Но через пару дней, так получилось, я оказался совсем рядом с его новой работой, просто улицу перейти. Я поехал в один мужской журнал, - с конторой, от которой я был в «Метрополе», я к тому времени расстался и искал работу и редакторша этого мужского журнала, с которой я случайно оказался знаком, позвала меня поговорить, а я сдуру согласился и поехал. Сдуру - потому, что после трех лет работы в женском журнале уже дал себе слово не сотрудничать в таких изданиях. Потому что, при всех неоспоримых плюсах (неплохие деньги, тусовки, иногда посылают за границу), в них что-то происходит такое, от чего вы теряете ощущение реальности и от этого постепенно дуреете, частично превращаясь в персонажей, о которых они пишут. Но - деньги, деньги, бляха-муха, люди гибнут за металл, и когда редакторша по телефону предложила мне четыре рабочих дня в неделю («мы не звери и понимаем творческих людей»), полный соцпакет и семь сотен зеленых, я не смог сразу отказаться и поехал. Ну и получил, за жадность.
Контора была отечественной и снимала этаж в каком-то огромном советском «ящике», точнее, - бывшем «ящике», в котором остались все прелести старого режима типа проходной с турникетом, когда-то помпезного, а ныне обшарпанного и темного вестибюля, большого лифта с чуть ли не сожженными кнопками, да плюс «новый порядок» на их этаже - абсолютно стерильное помещение с пластмассовыми компьютерными перегородками и ковролином - ни единого цветка - и какими-то надменными пидорами, которые повстречались мне в коридоре. Так сказать, новое вино в старых мехах.

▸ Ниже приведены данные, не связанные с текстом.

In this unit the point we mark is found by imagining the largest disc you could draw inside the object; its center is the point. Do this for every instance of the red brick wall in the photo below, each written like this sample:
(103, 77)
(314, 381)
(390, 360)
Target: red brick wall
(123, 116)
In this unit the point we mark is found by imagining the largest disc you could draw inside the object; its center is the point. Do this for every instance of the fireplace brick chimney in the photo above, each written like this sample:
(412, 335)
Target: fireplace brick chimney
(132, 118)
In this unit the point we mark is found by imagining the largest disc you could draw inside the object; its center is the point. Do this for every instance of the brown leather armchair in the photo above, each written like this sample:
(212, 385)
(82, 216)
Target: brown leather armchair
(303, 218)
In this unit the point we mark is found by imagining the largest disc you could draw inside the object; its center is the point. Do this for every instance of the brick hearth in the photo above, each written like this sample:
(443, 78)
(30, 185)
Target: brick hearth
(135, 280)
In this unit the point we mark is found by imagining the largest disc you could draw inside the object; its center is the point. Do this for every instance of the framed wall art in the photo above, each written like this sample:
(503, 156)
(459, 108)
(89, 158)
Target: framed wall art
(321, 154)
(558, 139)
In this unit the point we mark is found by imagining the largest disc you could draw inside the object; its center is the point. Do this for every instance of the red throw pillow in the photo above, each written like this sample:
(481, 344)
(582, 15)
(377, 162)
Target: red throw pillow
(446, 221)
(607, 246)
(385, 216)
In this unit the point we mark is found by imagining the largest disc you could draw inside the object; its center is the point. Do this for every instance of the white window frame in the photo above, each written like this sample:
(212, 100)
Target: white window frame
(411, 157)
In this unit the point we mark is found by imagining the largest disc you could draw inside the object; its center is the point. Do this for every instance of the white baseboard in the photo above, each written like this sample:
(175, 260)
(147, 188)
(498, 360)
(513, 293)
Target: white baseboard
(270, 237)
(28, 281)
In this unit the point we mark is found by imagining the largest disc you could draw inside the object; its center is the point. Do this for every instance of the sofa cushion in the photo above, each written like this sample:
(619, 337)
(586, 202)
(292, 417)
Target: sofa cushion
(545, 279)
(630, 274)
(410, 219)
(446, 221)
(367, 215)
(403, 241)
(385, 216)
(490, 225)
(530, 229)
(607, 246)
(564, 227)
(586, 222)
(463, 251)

Вот, a propos, преимущество женской конторы подобного типа - там все же тетки работают, пусть долбанутые на феминизме, но тетки, то есть кто-нибудь, глядишь, принесет цветочек, повесит какого-нибудь смешного мишку на компьютер или занавеску на окно, а заглядывающие по делам голубые (глянец, как же без них) выглядят на этом фоне как-то даже забавно. Не подумайте, что я что-то имею против геев, это дело вкуса, просто все вместе - пластмасса, совок плюс геи - это было как-то тоскливо.
Ну вот, я приехал, мой паспорт переписали - раз внизу, наверху вторично (какой-то бритый козел в голливудской униформе) и, связавшись с редакторшей по телефону, милостиво кивнули: идите. Я прошел, редакторша вылезла из-за своей конторки, у нее отсек был побольше, чем у остальных, и располагался на возвышении, чтоб, как я понимаю, было видно, кто чем занимается в рабочее время. Тетка была, естественно, внешне страшная, но вся разодетая в какие-то супермодные тряпки, и она сначала спросила, закончил ли я Литинститут или журфак, и, когда я сказал, что ушел с третьего курса, задумчиво заметила: ну, писать-то вас научить, наверное, успели (?!), и почему-то стала мне рассказывать о прелестях работы в их бабл-гаммовой фирме и ругать-вспоминать свою когда-то вольную жизнь.